Berahino’s dribbling ability allows him to go past the defender and open up just enough space to fire away a shot. Against centre-backs Berahino ha a 70.8% dribble success rate and an xG of 0.52, while against defensive midfielders he has a success rate of 85% and an xG of 0.34. He has attempted 44 dribbles against centre-backs and defensive-midfielders. By isolating the centre-back or defensive
midfielder in the way he has done in this clip, he has a high chance of succeeding in the dribble and in this situation getting a shot away.
So where is he most effective? Statistics would suggest that operating as a winger is better for Berahino as he has contributed more goals and assists when he starts in this position. He averages more shots from the wing, as he can operate in that in-between area that, as we have already seen, can cause an overload and confuse defenders. Perhaps we should consider him more of an inside forward than an out and out winger, especially when he lines up on the left as his natural instinct as a right-footed player is to cut in.
Versatility is a luxury that Zulte will be happy to exploit with Berahino. While he is more effective as a winger stat-wise, he has also scored goals from the centre forward position as he can operate in that in-between position. He is also able to match up against centre-backs and defensive-midfielders more often, who he prefers to isolate and dribble against.

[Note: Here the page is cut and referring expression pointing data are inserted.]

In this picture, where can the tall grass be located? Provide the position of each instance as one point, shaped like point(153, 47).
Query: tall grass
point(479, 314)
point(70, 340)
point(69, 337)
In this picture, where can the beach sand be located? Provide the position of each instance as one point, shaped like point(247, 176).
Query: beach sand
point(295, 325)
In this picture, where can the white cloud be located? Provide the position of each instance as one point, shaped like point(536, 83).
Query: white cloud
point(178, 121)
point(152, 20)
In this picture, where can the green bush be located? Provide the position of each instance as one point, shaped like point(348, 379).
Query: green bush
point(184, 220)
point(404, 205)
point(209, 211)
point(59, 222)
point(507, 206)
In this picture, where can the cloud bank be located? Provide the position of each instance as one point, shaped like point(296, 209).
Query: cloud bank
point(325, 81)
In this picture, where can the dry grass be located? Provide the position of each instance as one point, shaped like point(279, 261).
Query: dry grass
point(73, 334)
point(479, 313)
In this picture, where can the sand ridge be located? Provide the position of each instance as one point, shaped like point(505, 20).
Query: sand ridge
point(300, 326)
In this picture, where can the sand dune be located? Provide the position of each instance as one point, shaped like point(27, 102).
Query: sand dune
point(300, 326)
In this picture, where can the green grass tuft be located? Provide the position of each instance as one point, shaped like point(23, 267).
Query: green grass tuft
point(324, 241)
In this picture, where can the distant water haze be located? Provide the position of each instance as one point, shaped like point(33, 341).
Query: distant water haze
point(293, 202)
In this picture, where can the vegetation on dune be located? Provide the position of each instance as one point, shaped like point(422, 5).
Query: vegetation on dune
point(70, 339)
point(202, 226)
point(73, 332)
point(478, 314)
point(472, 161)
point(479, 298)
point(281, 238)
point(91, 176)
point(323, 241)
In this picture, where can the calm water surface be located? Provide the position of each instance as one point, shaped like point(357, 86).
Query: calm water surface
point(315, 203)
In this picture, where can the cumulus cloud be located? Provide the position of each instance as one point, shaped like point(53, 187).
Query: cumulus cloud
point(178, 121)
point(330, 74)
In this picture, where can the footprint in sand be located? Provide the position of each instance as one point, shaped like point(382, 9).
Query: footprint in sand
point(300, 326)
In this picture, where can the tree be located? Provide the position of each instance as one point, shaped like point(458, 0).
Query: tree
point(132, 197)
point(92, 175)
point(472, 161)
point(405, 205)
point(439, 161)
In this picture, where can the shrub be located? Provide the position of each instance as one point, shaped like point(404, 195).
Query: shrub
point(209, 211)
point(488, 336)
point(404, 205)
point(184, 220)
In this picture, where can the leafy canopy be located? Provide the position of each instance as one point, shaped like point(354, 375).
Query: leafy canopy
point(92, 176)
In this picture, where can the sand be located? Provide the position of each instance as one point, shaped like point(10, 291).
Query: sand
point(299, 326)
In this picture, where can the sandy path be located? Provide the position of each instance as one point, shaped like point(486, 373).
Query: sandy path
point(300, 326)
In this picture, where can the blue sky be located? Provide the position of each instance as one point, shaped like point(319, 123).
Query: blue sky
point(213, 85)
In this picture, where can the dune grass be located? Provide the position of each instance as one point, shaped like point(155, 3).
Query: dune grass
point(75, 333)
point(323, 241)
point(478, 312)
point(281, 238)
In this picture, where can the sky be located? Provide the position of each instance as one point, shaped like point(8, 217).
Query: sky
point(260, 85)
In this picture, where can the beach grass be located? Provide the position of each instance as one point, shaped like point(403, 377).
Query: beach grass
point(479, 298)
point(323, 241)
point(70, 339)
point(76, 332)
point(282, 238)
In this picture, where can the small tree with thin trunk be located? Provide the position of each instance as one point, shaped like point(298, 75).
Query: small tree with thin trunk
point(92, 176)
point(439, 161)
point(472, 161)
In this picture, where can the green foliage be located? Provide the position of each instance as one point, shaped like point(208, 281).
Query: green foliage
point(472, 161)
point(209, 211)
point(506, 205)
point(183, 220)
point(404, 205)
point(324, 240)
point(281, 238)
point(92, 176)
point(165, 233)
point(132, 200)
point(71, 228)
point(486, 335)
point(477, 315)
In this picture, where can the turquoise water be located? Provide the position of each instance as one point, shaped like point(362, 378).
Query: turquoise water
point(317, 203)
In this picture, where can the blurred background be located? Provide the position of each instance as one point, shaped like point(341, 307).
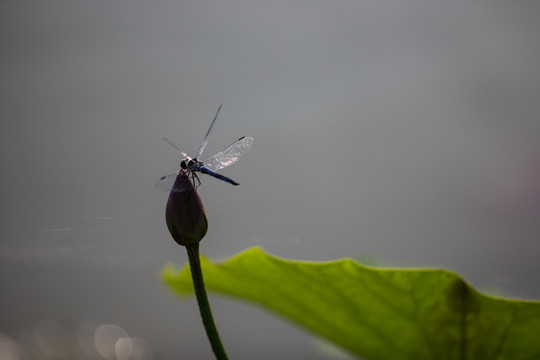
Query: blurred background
point(400, 133)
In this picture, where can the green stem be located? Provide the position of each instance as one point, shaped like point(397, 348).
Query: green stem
point(204, 305)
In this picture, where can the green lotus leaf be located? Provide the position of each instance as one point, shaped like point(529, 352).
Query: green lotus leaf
point(377, 313)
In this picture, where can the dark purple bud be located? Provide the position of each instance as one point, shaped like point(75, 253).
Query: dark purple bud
point(185, 214)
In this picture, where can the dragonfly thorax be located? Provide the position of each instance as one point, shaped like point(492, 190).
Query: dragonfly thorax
point(188, 164)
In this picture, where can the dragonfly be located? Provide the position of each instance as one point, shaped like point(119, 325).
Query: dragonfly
point(192, 166)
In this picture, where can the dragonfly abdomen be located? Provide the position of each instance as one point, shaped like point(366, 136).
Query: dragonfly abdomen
point(205, 170)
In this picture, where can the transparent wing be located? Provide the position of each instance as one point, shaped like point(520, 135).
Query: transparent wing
point(166, 183)
point(230, 155)
point(176, 147)
point(205, 141)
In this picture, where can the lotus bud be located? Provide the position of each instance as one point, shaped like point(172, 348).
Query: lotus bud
point(185, 214)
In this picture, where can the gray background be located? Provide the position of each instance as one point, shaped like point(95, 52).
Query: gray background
point(401, 133)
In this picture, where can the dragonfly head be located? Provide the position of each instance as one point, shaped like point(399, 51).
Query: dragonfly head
point(186, 164)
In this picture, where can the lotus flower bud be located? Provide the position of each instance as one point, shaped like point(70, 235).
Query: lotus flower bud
point(185, 214)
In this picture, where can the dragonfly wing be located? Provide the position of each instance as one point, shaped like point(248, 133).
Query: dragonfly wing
point(205, 141)
point(166, 183)
point(176, 147)
point(230, 155)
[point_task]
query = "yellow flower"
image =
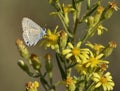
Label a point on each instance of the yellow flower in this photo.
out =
(101, 29)
(51, 39)
(94, 61)
(32, 86)
(76, 52)
(103, 80)
(81, 68)
(69, 81)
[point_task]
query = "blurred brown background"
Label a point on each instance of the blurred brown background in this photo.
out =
(12, 78)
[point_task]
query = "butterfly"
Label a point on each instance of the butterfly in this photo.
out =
(32, 32)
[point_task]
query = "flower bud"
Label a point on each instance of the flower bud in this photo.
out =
(48, 63)
(111, 8)
(22, 49)
(23, 66)
(35, 62)
(32, 86)
(63, 39)
(90, 21)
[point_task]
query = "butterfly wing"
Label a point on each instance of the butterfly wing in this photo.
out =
(32, 32)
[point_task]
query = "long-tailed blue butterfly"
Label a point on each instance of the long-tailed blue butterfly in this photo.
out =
(32, 32)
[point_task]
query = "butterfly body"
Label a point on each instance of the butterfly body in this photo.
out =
(32, 32)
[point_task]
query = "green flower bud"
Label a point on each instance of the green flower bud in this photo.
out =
(90, 21)
(32, 86)
(48, 63)
(22, 49)
(35, 62)
(111, 8)
(63, 39)
(23, 66)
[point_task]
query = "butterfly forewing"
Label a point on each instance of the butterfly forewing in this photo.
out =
(32, 32)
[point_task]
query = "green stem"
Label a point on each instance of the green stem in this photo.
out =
(65, 25)
(78, 10)
(88, 4)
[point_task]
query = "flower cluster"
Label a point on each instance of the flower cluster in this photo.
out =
(72, 52)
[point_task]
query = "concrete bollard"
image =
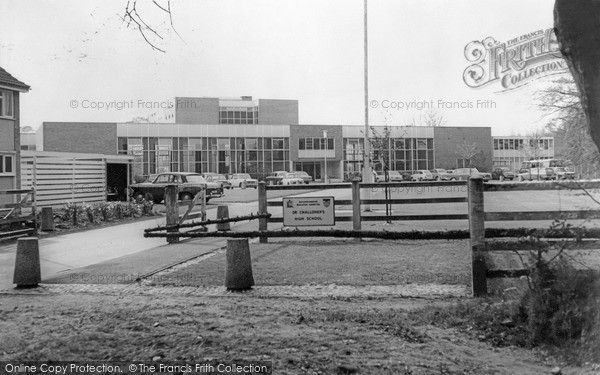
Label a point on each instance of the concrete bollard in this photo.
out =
(238, 275)
(223, 213)
(47, 219)
(27, 263)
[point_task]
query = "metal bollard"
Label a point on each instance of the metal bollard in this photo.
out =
(27, 263)
(238, 274)
(223, 213)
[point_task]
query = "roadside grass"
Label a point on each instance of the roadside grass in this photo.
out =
(325, 262)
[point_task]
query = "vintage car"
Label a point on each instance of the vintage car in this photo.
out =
(393, 176)
(440, 174)
(218, 178)
(292, 179)
(502, 173)
(242, 180)
(304, 176)
(189, 184)
(466, 173)
(421, 175)
(276, 177)
(561, 173)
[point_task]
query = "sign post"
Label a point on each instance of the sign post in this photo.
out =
(308, 211)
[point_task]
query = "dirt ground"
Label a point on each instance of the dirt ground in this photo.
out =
(326, 335)
(356, 324)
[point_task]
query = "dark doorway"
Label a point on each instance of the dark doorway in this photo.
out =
(116, 182)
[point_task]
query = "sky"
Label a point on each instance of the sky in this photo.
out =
(79, 56)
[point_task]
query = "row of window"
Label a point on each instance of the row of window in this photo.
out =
(238, 115)
(205, 143)
(316, 144)
(6, 104)
(6, 164)
(518, 144)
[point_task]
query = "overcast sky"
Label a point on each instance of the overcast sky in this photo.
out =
(307, 50)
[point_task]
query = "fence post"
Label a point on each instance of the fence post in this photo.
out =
(356, 223)
(477, 241)
(262, 209)
(172, 208)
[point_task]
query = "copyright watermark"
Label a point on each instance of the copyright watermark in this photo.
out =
(432, 104)
(123, 278)
(119, 105)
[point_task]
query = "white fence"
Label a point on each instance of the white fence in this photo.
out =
(59, 178)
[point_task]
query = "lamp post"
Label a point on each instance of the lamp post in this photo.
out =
(325, 137)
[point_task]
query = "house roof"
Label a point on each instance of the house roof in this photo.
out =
(9, 81)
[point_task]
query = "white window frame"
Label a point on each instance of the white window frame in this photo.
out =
(7, 101)
(3, 158)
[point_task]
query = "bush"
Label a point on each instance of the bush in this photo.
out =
(562, 305)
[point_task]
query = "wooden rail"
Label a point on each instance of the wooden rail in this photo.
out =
(18, 219)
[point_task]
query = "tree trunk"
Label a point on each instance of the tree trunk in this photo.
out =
(577, 28)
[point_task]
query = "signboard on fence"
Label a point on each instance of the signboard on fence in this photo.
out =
(308, 211)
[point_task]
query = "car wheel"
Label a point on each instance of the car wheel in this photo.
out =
(138, 197)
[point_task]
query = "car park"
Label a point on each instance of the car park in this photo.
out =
(189, 184)
(219, 179)
(561, 173)
(392, 176)
(276, 177)
(292, 179)
(440, 174)
(304, 176)
(535, 174)
(353, 176)
(242, 180)
(503, 173)
(421, 175)
(466, 173)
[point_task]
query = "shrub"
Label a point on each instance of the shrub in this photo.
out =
(562, 305)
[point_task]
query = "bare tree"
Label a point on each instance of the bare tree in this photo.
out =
(136, 18)
(467, 151)
(561, 102)
(429, 118)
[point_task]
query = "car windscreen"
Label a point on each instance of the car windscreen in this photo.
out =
(196, 179)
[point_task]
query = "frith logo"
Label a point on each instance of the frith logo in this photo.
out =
(514, 63)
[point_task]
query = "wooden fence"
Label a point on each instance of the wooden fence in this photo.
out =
(475, 188)
(18, 219)
(58, 180)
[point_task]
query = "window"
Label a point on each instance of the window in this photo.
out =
(6, 103)
(6, 164)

Clearly, Berahino has not rediscovered the form that catapulted him to the spotlight of English football and led to his failed transfer to Spurs. However, since moving to Belgium he has certainly shown signs of improvement. He is involved in the play more, getting more minutes, scoring more goals and adding a couple of assists to his game. For Zulte, Berahino is proving a versatile player, able to play as a winger on either flank or as the second striker in a 4-4-2. The true test will be whether he can improve in all the areas we have analysed above next season.
Berahino has spoken about how he wants to return to England someday, clearly feeling that he has unfinished business and a point to prove. Spending a few good seasons in Belgium could be enough to earn him a return and a chance to prove the doubters wrong.